Sergey Brin, co-fondateur de Google et ancien président d’Alphabet, valorisé à 136 milliards de dollars, s’est également abstenu de toute endorsement public, bien que ses archives montrent des dons passés à des candidats démocrates, y compris Barack Obama. Son silence en 2024 suggère une volonté délibérée de s’éloigner de l’identification partisane.

L’ancien PDG de Microsoft, Steve Ballmer, avec 121,9 milliards de dollars, a orienté son engagement civique vers USAFacts, un site web non partisan visant à démocratiser l’accès aux données gouvernementales. Lorsqu’on lui a demandé ses préférences pour 2024, Ballmer a répondu de façon mémorable : « Je vais voter, parce que je suis citoyen américain. Mais je voterai en privé. »

Jensen Huang, PDG de Nvidia avec une fortune de 118,2 milliards de dollars, a adopté une approche explicitement transactionnelle en politique. Interrogé sur les politiques fiscales des deux candidats, il a répondu : « Quel que soit le taux d’imposition, nous le soutiendrons. » Sa réponse traduit une indifférence technocratique au théâtre partisan, privilégiant la prévisibilité de l’environnement des affaires plutôt que l’alignement idéologique.

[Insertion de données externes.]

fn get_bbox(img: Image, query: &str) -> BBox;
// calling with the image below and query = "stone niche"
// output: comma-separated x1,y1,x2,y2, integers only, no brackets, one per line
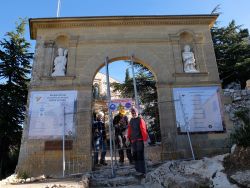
16,15,233,177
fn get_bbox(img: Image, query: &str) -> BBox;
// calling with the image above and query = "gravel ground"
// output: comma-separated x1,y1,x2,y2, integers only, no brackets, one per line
0,177,83,188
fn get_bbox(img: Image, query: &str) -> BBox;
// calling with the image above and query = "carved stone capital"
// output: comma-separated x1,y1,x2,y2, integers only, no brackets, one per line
194,33,204,43
43,40,55,48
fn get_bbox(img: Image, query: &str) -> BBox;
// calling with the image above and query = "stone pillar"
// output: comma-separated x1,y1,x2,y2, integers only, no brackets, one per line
31,39,44,82
67,36,79,76
169,34,183,73
194,33,206,72
194,43,206,72
157,82,178,160
43,40,55,77
74,87,93,172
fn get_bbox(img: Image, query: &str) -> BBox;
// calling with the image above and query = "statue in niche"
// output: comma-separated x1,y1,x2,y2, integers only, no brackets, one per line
52,48,68,76
182,45,199,73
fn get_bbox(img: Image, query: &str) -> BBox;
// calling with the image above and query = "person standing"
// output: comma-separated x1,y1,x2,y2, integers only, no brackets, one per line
127,107,148,175
113,109,133,164
92,111,107,166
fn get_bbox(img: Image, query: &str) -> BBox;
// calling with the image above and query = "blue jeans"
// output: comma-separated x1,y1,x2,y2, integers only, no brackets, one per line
94,138,106,164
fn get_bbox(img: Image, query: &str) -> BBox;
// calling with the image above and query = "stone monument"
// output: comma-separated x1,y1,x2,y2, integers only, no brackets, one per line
52,48,68,76
17,14,232,177
182,44,199,73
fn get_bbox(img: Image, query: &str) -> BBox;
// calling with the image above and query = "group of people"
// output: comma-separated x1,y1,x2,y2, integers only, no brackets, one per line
92,107,148,175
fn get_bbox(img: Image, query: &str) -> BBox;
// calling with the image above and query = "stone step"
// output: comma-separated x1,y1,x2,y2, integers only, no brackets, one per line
90,165,147,187
90,175,141,187
89,161,163,187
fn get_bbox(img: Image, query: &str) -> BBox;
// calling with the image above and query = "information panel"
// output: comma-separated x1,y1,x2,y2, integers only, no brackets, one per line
173,86,224,133
28,90,77,139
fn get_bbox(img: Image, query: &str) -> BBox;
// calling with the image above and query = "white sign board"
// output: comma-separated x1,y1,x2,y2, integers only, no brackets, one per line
28,90,77,139
173,86,224,133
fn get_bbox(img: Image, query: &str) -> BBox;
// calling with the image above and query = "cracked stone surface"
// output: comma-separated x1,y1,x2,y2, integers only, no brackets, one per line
231,170,250,188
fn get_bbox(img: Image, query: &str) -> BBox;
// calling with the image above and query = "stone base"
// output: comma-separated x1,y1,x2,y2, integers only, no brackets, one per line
161,147,230,161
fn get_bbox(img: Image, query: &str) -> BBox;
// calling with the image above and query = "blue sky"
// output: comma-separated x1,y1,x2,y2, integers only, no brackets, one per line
1,0,250,82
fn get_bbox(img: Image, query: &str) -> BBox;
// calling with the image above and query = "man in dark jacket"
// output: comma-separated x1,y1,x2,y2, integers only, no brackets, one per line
92,111,107,166
127,107,148,175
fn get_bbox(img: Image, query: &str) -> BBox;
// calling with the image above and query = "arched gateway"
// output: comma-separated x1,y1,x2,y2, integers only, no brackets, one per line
17,15,232,177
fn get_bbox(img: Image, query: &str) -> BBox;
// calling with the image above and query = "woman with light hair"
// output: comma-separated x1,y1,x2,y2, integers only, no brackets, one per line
97,111,104,118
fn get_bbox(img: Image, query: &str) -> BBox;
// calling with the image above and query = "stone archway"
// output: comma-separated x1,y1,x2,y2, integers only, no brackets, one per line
17,15,232,177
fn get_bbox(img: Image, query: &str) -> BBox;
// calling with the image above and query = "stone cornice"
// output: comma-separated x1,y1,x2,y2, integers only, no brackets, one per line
29,14,218,39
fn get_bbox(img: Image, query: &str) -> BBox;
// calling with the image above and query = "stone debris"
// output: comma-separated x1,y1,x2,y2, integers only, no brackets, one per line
90,165,141,187
224,146,250,174
223,88,250,131
145,154,239,188
82,173,91,188
88,155,241,187
44,184,81,188
0,174,46,185
231,170,250,188
0,175,82,188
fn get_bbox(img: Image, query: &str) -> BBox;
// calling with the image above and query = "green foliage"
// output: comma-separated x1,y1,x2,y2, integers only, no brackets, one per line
0,18,32,179
112,62,161,142
125,68,130,82
211,20,250,88
230,108,250,147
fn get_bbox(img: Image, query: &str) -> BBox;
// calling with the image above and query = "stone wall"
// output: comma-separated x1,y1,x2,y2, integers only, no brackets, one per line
223,88,250,127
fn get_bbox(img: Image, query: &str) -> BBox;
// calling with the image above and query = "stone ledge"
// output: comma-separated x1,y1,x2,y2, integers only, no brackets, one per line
40,75,76,80
173,72,209,77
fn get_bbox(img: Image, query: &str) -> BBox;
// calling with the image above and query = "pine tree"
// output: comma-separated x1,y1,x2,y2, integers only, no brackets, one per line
0,19,32,179
125,68,130,82
211,20,250,88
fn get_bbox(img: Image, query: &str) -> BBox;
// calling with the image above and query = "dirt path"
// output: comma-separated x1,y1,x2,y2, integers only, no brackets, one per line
0,178,83,188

Michael Dell, fondateur de Dell et détenteur de 107,9 milliards de dollars, a également évité de se prononcer sur ses préférences, préférant se concentrer sur les enjeux de l’industrie technologique et la croissance macroéconomique — des sujets directement liés à son empire commercial.

Pourquoi les géants de la tech restent silencieux : pragmatisme politique ou aversion au risque ?

Le schéma qui émerge des choix de ces milliardaires révèle quelque chose de fondamental sur la façon dont la richesse concentrée croise la politique démocratique. Des titans de la tech comme Larry Page comprennent que les candidats d’aujourd’hui deviennent les régulateurs de demain. Une visibilité partisane excessive risque d’aliéner la moitié de leur clientèle et d’attirer une attention législative hostile.

Pourtant, cette neutralité supposée masque une forme de pouvoir à part entière. Quand des milliardaires comme Page restent publiquement indécis alors que leurs entreprises versent des millions via des PACs d’entreprise, ils exercent une influence politique sans responsabilité électorale — la couverture ultime. Avec au moins 144 des 800 milliardaires américains participant directement aux dépenses de campagne de 2024, la vraie question n’est pas de savoir si la super-richesse influence les élections, mais si leur stratégie de participation simultanée et d’ambiguïté représente l’avenir de la démocratie.